I've been thinking the past few days about choices. I'm thinking about how everything in life is a trade-off of some flavor or another. I could spout an endless supply of examples, but I'll spare you the inner workings of my mind for now; I'll just touch on a few.
To start with, my art suddenly presents me with an interesting dilemma. Most everyone who knows me knows how I've been trying to add some environmental friendliness and social justice to my family's lifestyle. I've been very careful of what is made of petroleum & reducing our consumption of it. Then, suddenly, I found my muse (whose been on a yearlong furlough) out in my garden. As I followed her back inside to my studio (I always feel somewhat an imposter saying that), I took a good look around, and an idea struck me like lead. An artist's arsenal of tools & potions contains quite a lot of petroleum and/or chemical solvents. I have brushes with artificial (read: petroleum-based) bristles, foam brushes with plastic handles, acrylic paints, oil pastels, watercolors (with plasticizers), acrylic mediums, plastic palettes... and the list marches on. Does this mean I must sacrifice my art at the altar of petroleum reduction?
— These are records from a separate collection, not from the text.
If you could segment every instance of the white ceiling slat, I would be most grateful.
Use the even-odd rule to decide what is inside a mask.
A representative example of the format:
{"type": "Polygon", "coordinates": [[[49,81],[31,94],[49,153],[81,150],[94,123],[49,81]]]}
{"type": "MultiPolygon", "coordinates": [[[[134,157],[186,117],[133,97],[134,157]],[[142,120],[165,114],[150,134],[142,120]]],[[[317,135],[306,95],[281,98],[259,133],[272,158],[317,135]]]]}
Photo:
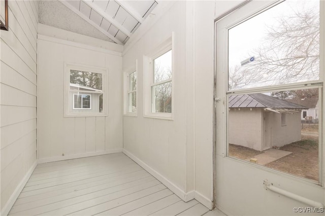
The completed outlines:
{"type": "Polygon", "coordinates": [[[105,12],[113,19],[114,19],[117,10],[119,8],[120,5],[119,4],[116,3],[115,1],[111,0],[108,3],[105,12]]]}
{"type": "Polygon", "coordinates": [[[90,12],[90,17],[89,17],[89,19],[93,21],[95,23],[100,26],[103,18],[95,10],[92,10],[90,12]]]}
{"type": "Polygon", "coordinates": [[[126,36],[122,31],[118,31],[117,32],[117,33],[115,35],[115,38],[116,38],[119,41],[121,41],[122,43],[123,43],[123,42],[126,39],[126,38],[127,38],[127,36],[126,36]]]}
{"type": "MultiPolygon", "coordinates": [[[[132,35],[133,34],[132,33],[128,31],[127,29],[126,29],[125,27],[122,26],[122,25],[118,23],[118,22],[113,19],[112,17],[111,17],[110,16],[109,16],[108,14],[107,14],[105,11],[104,11],[104,10],[100,8],[97,5],[95,5],[92,2],[89,1],[83,2],[84,2],[85,4],[87,4],[89,7],[91,7],[92,10],[94,10],[95,11],[96,11],[97,13],[101,15],[101,16],[104,17],[104,18],[108,20],[110,22],[111,22],[111,23],[115,26],[115,27],[118,28],[120,31],[123,32],[123,33],[124,33],[127,36],[131,37],[132,35]]],[[[109,3],[109,6],[108,8],[110,6],[109,4],[110,3],[109,3]]]]}
{"type": "Polygon", "coordinates": [[[80,1],[71,0],[71,1],[67,1],[67,2],[68,2],[70,5],[71,5],[72,6],[76,8],[76,9],[77,9],[78,10],[79,10],[79,8],[80,8],[80,1]]]}
{"type": "Polygon", "coordinates": [[[89,18],[90,16],[91,8],[85,4],[84,2],[80,1],[80,10],[79,11],[81,13],[89,18]]]}
{"type": "Polygon", "coordinates": [[[139,22],[123,8],[120,8],[118,9],[114,19],[119,23],[122,23],[122,26],[126,28],[130,32],[139,22]]]}
{"type": "Polygon", "coordinates": [[[98,30],[99,30],[102,33],[103,33],[103,34],[105,34],[106,36],[107,36],[108,37],[112,39],[114,42],[115,42],[118,44],[123,45],[122,42],[120,41],[119,40],[118,40],[116,38],[115,38],[114,36],[112,35],[112,34],[110,34],[109,32],[105,31],[103,28],[101,28],[99,25],[96,24],[96,23],[95,23],[93,21],[90,20],[89,19],[89,17],[87,17],[86,16],[85,16],[85,15],[84,15],[81,12],[80,12],[78,10],[76,9],[76,8],[75,8],[74,6],[73,6],[72,5],[68,3],[66,1],[64,1],[64,0],[58,0],[58,1],[61,3],[63,4],[64,6],[66,6],[67,8],[68,8],[69,9],[71,10],[75,13],[79,15],[80,17],[81,17],[84,20],[88,22],[89,24],[90,24],[91,25],[92,25],[94,27],[95,27],[98,30]]]}
{"type": "MultiPolygon", "coordinates": [[[[103,28],[105,31],[107,31],[108,30],[108,28],[110,27],[112,23],[109,22],[106,20],[106,19],[103,19],[103,21],[102,22],[102,24],[101,24],[101,27],[103,28]]],[[[113,34],[111,34],[113,35],[113,34]]]]}
{"type": "MultiPolygon", "coordinates": [[[[132,17],[133,17],[136,20],[140,23],[142,23],[144,21],[144,19],[142,18],[142,15],[141,15],[138,11],[135,10],[134,8],[132,7],[126,1],[123,0],[115,0],[117,3],[118,3],[127,13],[128,13],[132,17]]],[[[145,2],[145,1],[144,1],[145,2]]],[[[139,4],[140,3],[137,4],[139,4]]],[[[151,5],[150,5],[151,6],[151,5]]]]}
{"type": "Polygon", "coordinates": [[[116,33],[117,33],[118,31],[118,28],[116,28],[115,26],[114,26],[113,25],[111,25],[111,26],[108,29],[108,33],[110,33],[112,35],[114,35],[114,37],[115,37],[115,35],[116,34],[116,33]]]}
{"type": "Polygon", "coordinates": [[[137,25],[134,27],[134,28],[132,29],[132,31],[131,31],[131,32],[134,33],[134,32],[137,30],[137,29],[138,29],[138,28],[139,28],[140,25],[141,25],[140,23],[138,22],[137,25]]]}
{"type": "Polygon", "coordinates": [[[145,19],[147,18],[147,17],[150,14],[150,13],[151,12],[151,11],[152,11],[153,9],[157,6],[157,5],[158,5],[158,3],[157,3],[157,2],[155,1],[151,7],[149,9],[149,10],[148,10],[148,11],[147,11],[146,14],[143,15],[143,18],[145,19]]]}
{"type": "Polygon", "coordinates": [[[105,11],[107,7],[108,2],[108,0],[94,0],[93,3],[97,5],[98,7],[102,9],[103,11],[105,11]]]}

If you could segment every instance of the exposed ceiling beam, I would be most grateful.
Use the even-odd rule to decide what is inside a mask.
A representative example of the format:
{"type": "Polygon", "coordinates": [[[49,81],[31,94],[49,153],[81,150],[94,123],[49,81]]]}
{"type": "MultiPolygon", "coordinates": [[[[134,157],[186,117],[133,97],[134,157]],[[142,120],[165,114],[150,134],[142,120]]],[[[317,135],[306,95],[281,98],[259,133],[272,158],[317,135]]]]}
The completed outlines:
{"type": "Polygon", "coordinates": [[[125,34],[129,38],[131,38],[131,36],[132,36],[132,33],[131,32],[122,26],[122,25],[116,22],[116,21],[113,19],[112,17],[109,16],[104,10],[99,7],[97,5],[93,3],[92,2],[90,2],[89,1],[84,1],[83,2],[91,8],[92,10],[94,10],[101,16],[106,19],[109,22],[112,23],[116,28],[118,28],[120,31],[125,34]]]}
{"type": "Polygon", "coordinates": [[[107,36],[108,37],[112,39],[114,42],[118,44],[120,44],[123,45],[123,43],[121,42],[120,42],[118,39],[116,39],[113,35],[110,34],[107,31],[104,30],[103,28],[101,28],[101,27],[99,25],[98,25],[98,24],[95,23],[93,21],[90,20],[89,18],[89,17],[87,17],[83,14],[80,12],[79,10],[77,10],[75,7],[74,7],[73,6],[69,4],[68,2],[66,2],[64,0],[59,0],[59,1],[61,3],[63,4],[64,6],[66,6],[68,8],[71,10],[72,11],[75,13],[77,15],[79,15],[82,19],[86,20],[87,22],[88,22],[89,24],[90,24],[93,27],[94,27],[97,29],[100,30],[102,33],[103,33],[103,34],[104,34],[105,35],[106,35],[106,36],[107,36]]]}
{"type": "Polygon", "coordinates": [[[128,3],[123,0],[115,0],[119,5],[120,5],[124,9],[135,18],[140,23],[143,23],[144,19],[139,13],[131,7],[128,3]]]}

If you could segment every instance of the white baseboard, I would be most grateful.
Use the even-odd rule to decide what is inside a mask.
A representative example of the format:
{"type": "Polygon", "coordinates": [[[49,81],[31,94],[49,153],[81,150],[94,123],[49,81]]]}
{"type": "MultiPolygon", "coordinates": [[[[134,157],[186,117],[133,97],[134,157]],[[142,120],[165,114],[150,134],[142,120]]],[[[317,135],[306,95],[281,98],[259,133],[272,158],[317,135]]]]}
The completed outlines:
{"type": "Polygon", "coordinates": [[[22,191],[22,189],[24,188],[24,187],[25,187],[25,185],[26,185],[26,183],[27,183],[27,182],[28,182],[28,179],[29,179],[30,175],[31,175],[32,172],[34,171],[34,169],[35,169],[35,168],[36,168],[36,166],[37,166],[37,160],[35,161],[34,163],[31,166],[31,167],[30,167],[30,168],[27,172],[19,184],[16,188],[16,189],[15,189],[15,191],[10,196],[10,198],[9,198],[9,199],[8,200],[8,202],[7,202],[7,203],[6,203],[6,204],[5,205],[5,206],[3,207],[3,210],[1,212],[2,215],[7,216],[9,213],[9,211],[10,211],[10,209],[11,209],[11,208],[12,208],[14,204],[15,204],[15,202],[16,202],[16,200],[18,198],[18,196],[19,196],[19,194],[20,194],[20,193],[21,192],[21,191],[22,191]]]}
{"type": "Polygon", "coordinates": [[[123,153],[133,160],[138,164],[142,167],[142,168],[152,175],[154,177],[157,178],[159,182],[165,185],[167,188],[174,192],[174,193],[177,195],[179,198],[182,199],[184,201],[188,202],[193,199],[195,199],[209,209],[211,210],[212,209],[212,207],[213,206],[212,201],[200,193],[196,191],[192,191],[188,193],[185,193],[180,188],[175,186],[169,180],[161,175],[161,174],[154,170],[147,164],[138,158],[137,157],[135,156],[130,152],[125,149],[123,149],[123,153]]]}
{"type": "Polygon", "coordinates": [[[152,169],[145,162],[135,156],[133,154],[130,152],[123,150],[123,153],[126,155],[129,158],[133,160],[136,163],[140,165],[142,168],[145,169],[148,172],[152,175],[155,178],[157,178],[159,182],[165,185],[167,188],[168,188],[171,191],[174,192],[179,198],[182,199],[185,202],[187,202],[190,200],[194,199],[194,195],[192,193],[189,194],[188,196],[180,188],[175,185],[169,180],[164,177],[161,174],[152,169]]]}
{"type": "Polygon", "coordinates": [[[122,149],[113,149],[111,150],[103,151],[101,152],[89,152],[86,153],[76,154],[74,155],[65,155],[60,157],[53,157],[52,158],[41,158],[38,159],[38,163],[48,163],[55,161],[64,161],[66,160],[75,159],[76,158],[85,158],[87,157],[96,156],[98,155],[107,155],[108,154],[117,153],[122,152],[122,149]]]}

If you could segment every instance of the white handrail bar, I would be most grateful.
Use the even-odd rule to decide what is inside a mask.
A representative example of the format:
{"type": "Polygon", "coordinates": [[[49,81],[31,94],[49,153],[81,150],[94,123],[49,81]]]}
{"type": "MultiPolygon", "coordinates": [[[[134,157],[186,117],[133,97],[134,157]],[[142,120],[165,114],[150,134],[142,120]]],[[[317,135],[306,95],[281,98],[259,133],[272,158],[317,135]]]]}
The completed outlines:
{"type": "Polygon", "coordinates": [[[320,202],[312,200],[310,199],[306,198],[306,197],[302,197],[301,196],[299,196],[297,194],[294,194],[293,193],[289,192],[289,191],[286,191],[285,190],[281,189],[281,188],[277,188],[276,187],[273,186],[273,184],[269,183],[267,180],[264,180],[264,183],[263,183],[263,184],[267,189],[269,189],[274,192],[282,195],[283,196],[285,196],[287,197],[289,197],[297,201],[299,201],[299,202],[307,204],[307,205],[310,205],[312,207],[316,207],[318,208],[324,207],[324,204],[320,202]]]}

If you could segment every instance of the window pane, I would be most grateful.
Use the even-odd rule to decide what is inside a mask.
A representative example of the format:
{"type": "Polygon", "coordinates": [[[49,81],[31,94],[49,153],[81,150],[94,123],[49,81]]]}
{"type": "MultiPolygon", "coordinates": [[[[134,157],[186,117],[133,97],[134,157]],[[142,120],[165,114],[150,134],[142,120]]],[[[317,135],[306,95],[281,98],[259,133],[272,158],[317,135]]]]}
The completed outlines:
{"type": "Polygon", "coordinates": [[[74,94],[74,106],[75,109],[81,108],[81,94],[74,94]]]}
{"type": "Polygon", "coordinates": [[[102,83],[102,74],[70,70],[70,89],[101,91],[102,83]]]}
{"type": "Polygon", "coordinates": [[[135,113],[137,112],[137,92],[128,94],[128,112],[135,113]]]}
{"type": "Polygon", "coordinates": [[[172,50],[153,60],[153,83],[172,78],[172,50]]]}
{"type": "Polygon", "coordinates": [[[90,95],[89,94],[82,95],[82,108],[90,109],[90,95]]]}
{"type": "Polygon", "coordinates": [[[228,99],[229,156],[319,180],[318,89],[228,99]]]}
{"type": "Polygon", "coordinates": [[[286,1],[229,31],[229,89],[318,80],[319,1],[286,1]]]}
{"type": "Polygon", "coordinates": [[[129,90],[133,91],[137,89],[137,73],[133,72],[129,75],[129,90]]]}
{"type": "Polygon", "coordinates": [[[172,82],[151,87],[151,110],[153,113],[172,112],[172,82]]]}

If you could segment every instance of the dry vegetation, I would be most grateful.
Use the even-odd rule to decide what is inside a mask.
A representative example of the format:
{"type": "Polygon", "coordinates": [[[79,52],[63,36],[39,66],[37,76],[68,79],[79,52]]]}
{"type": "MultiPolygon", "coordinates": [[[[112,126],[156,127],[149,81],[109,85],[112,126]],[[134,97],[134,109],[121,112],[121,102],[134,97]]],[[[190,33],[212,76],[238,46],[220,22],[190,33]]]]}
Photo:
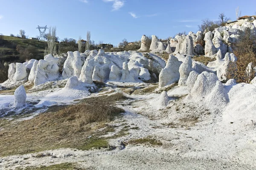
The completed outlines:
{"type": "Polygon", "coordinates": [[[29,120],[0,119],[0,156],[61,147],[107,147],[107,141],[99,137],[113,131],[105,122],[124,111],[115,102],[126,99],[119,94],[92,97],[75,105],[53,106],[29,120]]]}
{"type": "Polygon", "coordinates": [[[199,61],[199,62],[201,62],[204,64],[205,65],[207,65],[209,62],[216,60],[216,59],[215,58],[212,59],[210,57],[204,57],[204,56],[195,56],[192,57],[192,59],[193,59],[195,61],[199,61]]]}

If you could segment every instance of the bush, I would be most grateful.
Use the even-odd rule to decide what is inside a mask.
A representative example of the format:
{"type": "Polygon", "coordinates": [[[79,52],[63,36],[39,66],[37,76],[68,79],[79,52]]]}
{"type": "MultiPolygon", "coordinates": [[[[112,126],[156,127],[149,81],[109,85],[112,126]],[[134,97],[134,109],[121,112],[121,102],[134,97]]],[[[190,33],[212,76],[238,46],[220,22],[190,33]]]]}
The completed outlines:
{"type": "Polygon", "coordinates": [[[256,37],[250,29],[246,29],[239,37],[238,42],[233,47],[237,61],[231,62],[227,71],[228,79],[235,79],[237,82],[250,83],[255,75],[256,37]]]}

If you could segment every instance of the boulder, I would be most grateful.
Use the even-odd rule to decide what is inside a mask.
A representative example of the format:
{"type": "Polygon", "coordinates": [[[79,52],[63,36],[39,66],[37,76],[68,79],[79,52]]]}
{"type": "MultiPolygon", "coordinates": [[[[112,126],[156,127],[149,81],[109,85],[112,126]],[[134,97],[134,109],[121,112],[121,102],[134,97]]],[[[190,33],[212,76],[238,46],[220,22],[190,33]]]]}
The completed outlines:
{"type": "Polygon", "coordinates": [[[119,81],[121,79],[121,71],[118,67],[115,65],[111,66],[110,73],[109,74],[109,81],[119,81]]]}
{"type": "Polygon", "coordinates": [[[172,51],[172,48],[170,46],[170,44],[168,44],[167,45],[167,47],[166,48],[166,50],[165,50],[166,52],[168,54],[172,54],[173,52],[172,51]]]}
{"type": "Polygon", "coordinates": [[[175,56],[169,57],[166,67],[159,74],[159,86],[164,87],[177,81],[180,79],[179,69],[182,62],[175,56]]]}
{"type": "Polygon", "coordinates": [[[180,86],[185,86],[189,73],[191,71],[192,67],[192,60],[189,56],[186,57],[184,62],[181,64],[179,68],[180,72],[180,79],[178,85],[180,86]]]}
{"type": "Polygon", "coordinates": [[[150,40],[145,35],[143,35],[142,36],[140,41],[141,41],[141,45],[140,45],[140,48],[138,50],[138,51],[145,52],[147,51],[150,48],[150,40]]]}
{"type": "Polygon", "coordinates": [[[13,80],[15,82],[23,80],[27,76],[26,68],[22,63],[16,62],[16,71],[14,74],[13,80]]]}
{"type": "Polygon", "coordinates": [[[35,71],[34,84],[36,86],[46,82],[55,80],[59,76],[59,67],[57,63],[53,61],[40,60],[35,71]]]}
{"type": "Polygon", "coordinates": [[[15,63],[11,63],[9,65],[8,69],[8,79],[10,81],[14,81],[14,74],[16,72],[16,65],[15,63]]]}
{"type": "Polygon", "coordinates": [[[22,108],[26,105],[26,94],[23,85],[17,88],[14,92],[13,107],[16,108],[22,108]]]}
{"type": "Polygon", "coordinates": [[[166,107],[168,105],[169,99],[167,93],[166,91],[163,91],[161,94],[159,103],[161,106],[166,107]]]}
{"type": "Polygon", "coordinates": [[[76,76],[73,76],[67,80],[64,88],[75,88],[79,84],[79,80],[76,76]]]}
{"type": "Polygon", "coordinates": [[[187,35],[183,42],[182,48],[180,51],[180,53],[183,55],[194,55],[193,42],[192,37],[189,35],[187,35]]]}
{"type": "Polygon", "coordinates": [[[36,68],[37,65],[38,64],[38,60],[35,61],[33,63],[33,66],[30,70],[30,72],[29,75],[29,81],[31,83],[34,83],[34,80],[35,78],[35,71],[36,71],[36,68]]]}
{"type": "Polygon", "coordinates": [[[73,76],[79,77],[84,62],[84,58],[81,57],[78,51],[68,51],[67,58],[63,66],[62,77],[64,79],[73,76]]]}
{"type": "Polygon", "coordinates": [[[187,86],[187,89],[189,91],[190,91],[191,89],[193,88],[194,84],[196,81],[197,76],[198,75],[199,75],[199,74],[195,71],[192,71],[189,73],[189,75],[187,79],[186,83],[186,85],[187,86]]]}

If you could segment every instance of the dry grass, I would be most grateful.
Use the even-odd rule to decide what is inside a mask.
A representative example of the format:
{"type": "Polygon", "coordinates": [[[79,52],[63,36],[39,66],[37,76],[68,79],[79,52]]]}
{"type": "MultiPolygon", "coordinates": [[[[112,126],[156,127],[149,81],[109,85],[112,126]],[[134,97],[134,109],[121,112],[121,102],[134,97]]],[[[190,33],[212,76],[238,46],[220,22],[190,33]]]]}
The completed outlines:
{"type": "Polygon", "coordinates": [[[212,59],[210,57],[204,57],[204,56],[195,56],[192,57],[192,59],[195,61],[199,61],[199,62],[201,62],[205,65],[207,65],[209,62],[215,61],[216,60],[215,58],[212,59]]]}
{"type": "Polygon", "coordinates": [[[124,111],[114,104],[120,98],[126,99],[116,95],[85,99],[75,105],[52,107],[47,112],[23,121],[2,118],[0,156],[61,147],[89,149],[92,146],[106,146],[107,141],[99,137],[113,128],[102,122],[111,121],[124,111]],[[97,130],[96,127],[103,130],[97,130]],[[90,136],[92,137],[87,139],[90,136]]]}
{"type": "Polygon", "coordinates": [[[162,146],[163,143],[159,140],[156,139],[150,136],[144,138],[140,138],[136,139],[132,139],[128,142],[128,144],[133,145],[143,144],[151,146],[162,146]]]}
{"type": "Polygon", "coordinates": [[[153,92],[158,87],[158,85],[155,85],[153,86],[143,88],[142,89],[136,90],[132,94],[143,95],[150,94],[153,92]]]}

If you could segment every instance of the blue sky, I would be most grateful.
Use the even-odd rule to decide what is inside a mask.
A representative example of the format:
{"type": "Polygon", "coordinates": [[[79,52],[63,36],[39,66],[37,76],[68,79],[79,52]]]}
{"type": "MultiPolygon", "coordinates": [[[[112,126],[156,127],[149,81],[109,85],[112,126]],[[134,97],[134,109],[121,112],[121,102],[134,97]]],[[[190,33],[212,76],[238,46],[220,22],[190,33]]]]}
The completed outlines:
{"type": "Polygon", "coordinates": [[[196,32],[202,19],[217,20],[224,12],[236,19],[255,15],[255,0],[0,0],[0,33],[9,35],[23,29],[29,37],[41,26],[55,26],[57,36],[91,39],[117,45],[124,38],[140,39],[143,34],[165,39],[184,31],[196,32]]]}

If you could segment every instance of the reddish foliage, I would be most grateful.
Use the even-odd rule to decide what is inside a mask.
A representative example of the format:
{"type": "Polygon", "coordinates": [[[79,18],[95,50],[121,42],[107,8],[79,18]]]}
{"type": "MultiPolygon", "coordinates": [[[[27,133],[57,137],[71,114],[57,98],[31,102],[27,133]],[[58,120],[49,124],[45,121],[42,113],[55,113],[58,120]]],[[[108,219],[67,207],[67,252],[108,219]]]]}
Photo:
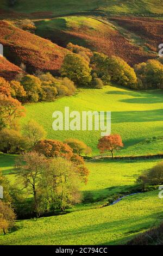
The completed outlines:
{"type": "Polygon", "coordinates": [[[134,17],[116,17],[110,20],[140,36],[152,51],[157,52],[159,45],[163,41],[163,21],[134,17]]]}
{"type": "Polygon", "coordinates": [[[16,65],[23,63],[27,71],[36,70],[55,72],[68,50],[50,41],[0,21],[0,43],[8,47],[6,57],[16,65]]]}
{"type": "Polygon", "coordinates": [[[86,182],[89,170],[83,157],[73,154],[67,144],[54,139],[44,139],[38,142],[34,150],[48,158],[62,157],[70,160],[77,167],[83,180],[86,182]]]}
{"type": "Polygon", "coordinates": [[[131,65],[155,57],[153,53],[146,52],[142,47],[131,44],[117,31],[103,23],[98,29],[90,29],[83,26],[79,28],[72,27],[67,31],[54,29],[51,33],[49,30],[44,31],[43,34],[63,47],[70,42],[76,42],[92,51],[119,56],[131,65]]]}
{"type": "Polygon", "coordinates": [[[64,157],[70,159],[73,155],[72,149],[67,144],[54,139],[40,141],[34,149],[46,157],[64,157]]]}
{"type": "Polygon", "coordinates": [[[14,80],[19,74],[23,72],[18,66],[16,66],[3,57],[0,57],[0,76],[8,81],[14,80]]]}
{"type": "Polygon", "coordinates": [[[118,134],[109,135],[101,138],[98,141],[98,148],[101,153],[111,152],[113,157],[113,151],[118,150],[123,147],[122,138],[118,134]]]}

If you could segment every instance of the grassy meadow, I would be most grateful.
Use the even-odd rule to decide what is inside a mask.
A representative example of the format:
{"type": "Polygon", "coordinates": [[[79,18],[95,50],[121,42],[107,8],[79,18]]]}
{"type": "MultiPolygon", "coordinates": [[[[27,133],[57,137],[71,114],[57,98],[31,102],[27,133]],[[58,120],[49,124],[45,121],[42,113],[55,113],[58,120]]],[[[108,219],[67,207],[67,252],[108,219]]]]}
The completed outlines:
{"type": "MultiPolygon", "coordinates": [[[[0,62],[0,76],[15,79],[21,63],[29,74],[41,70],[58,75],[70,42],[119,56],[131,66],[155,58],[162,38],[162,9],[163,1],[155,0],[18,0],[12,7],[1,0],[0,41],[7,59],[0,62]],[[34,22],[34,30],[18,28],[25,19],[34,22]]],[[[73,96],[24,107],[22,125],[33,119],[43,127],[46,138],[78,139],[92,148],[95,157],[100,154],[97,146],[101,132],[54,131],[53,113],[64,113],[65,107],[81,116],[82,111],[111,111],[111,133],[119,134],[124,144],[115,156],[129,157],[85,160],[90,173],[87,184],[80,185],[80,203],[37,221],[17,220],[5,235],[1,229],[0,245],[123,245],[162,221],[158,186],[149,186],[148,192],[141,193],[136,182],[163,160],[147,159],[162,154],[162,90],[139,91],[110,83],[101,89],[78,88],[73,96]],[[128,196],[111,204],[123,196],[128,196]]],[[[0,172],[21,188],[14,172],[18,157],[0,152],[0,172]]],[[[28,204],[32,196],[26,197],[28,204]]]]}
{"type": "MultiPolygon", "coordinates": [[[[1,170],[11,181],[15,177],[12,168],[16,157],[0,155],[1,170]]],[[[161,221],[162,202],[159,199],[158,190],[131,196],[106,207],[101,208],[101,204],[112,195],[129,193],[135,185],[136,178],[158,161],[87,162],[90,172],[89,181],[80,190],[84,196],[91,193],[96,203],[83,203],[70,209],[66,215],[41,218],[37,221],[17,221],[12,232],[5,236],[0,235],[0,245],[119,245],[126,242],[161,221]]]]}
{"type": "Polygon", "coordinates": [[[162,217],[158,193],[138,194],[99,209],[18,221],[15,231],[0,235],[0,245],[122,244],[162,217]]]}
{"type": "Polygon", "coordinates": [[[55,111],[111,111],[111,133],[119,133],[124,147],[117,155],[140,155],[158,154],[163,145],[163,99],[159,90],[144,92],[106,86],[103,89],[80,89],[73,96],[65,97],[53,102],[41,102],[26,106],[27,115],[43,125],[47,137],[61,141],[69,138],[83,141],[99,155],[97,149],[101,132],[91,131],[54,131],[52,114],[55,111]]]}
I've also been following the blog of No Impact Man, a guy (in NYC) who is trying to live for one year reducing his (and his wife & toddler's) consumption to zero net impact on the earth. He has lots of support and admiration (including mine), but he's taking a heaping helping of criticism to go along with it (including mine). He wants no impact that is directly linked to him, so why can his maid still use a car and a vacuum but he feels it necessary to shun the subway? There are a million questions just like those that can (and have or will) be asked of this project. It's interesting to me to see his justifications for certain choices.
It's all a trade-off, you see. Paper or plastic? Local or organic? Personal health or environmental good? Environmentally friendly or socially just? Do I give my business to a company that unnecessarily tests on animals but that harbors an environment of racial or sexual discrimination? Do I get my gas from an oil company that has paid money to people who have killed local dissenters in a startling and exceptionally suspicious chain of events, or do I go to one that has created more environmental disasters (and refused to answer for them) than I can count on both hands?
At the end of the day, every decision we make is a choice between it and at least one alternative, whether it's a conscious decision or not. I'm just hoping that by the time I reach the end of days, my scales will be tipped a little more toward the side of, "I made the world a better place even if I used petroleum products in my artwork."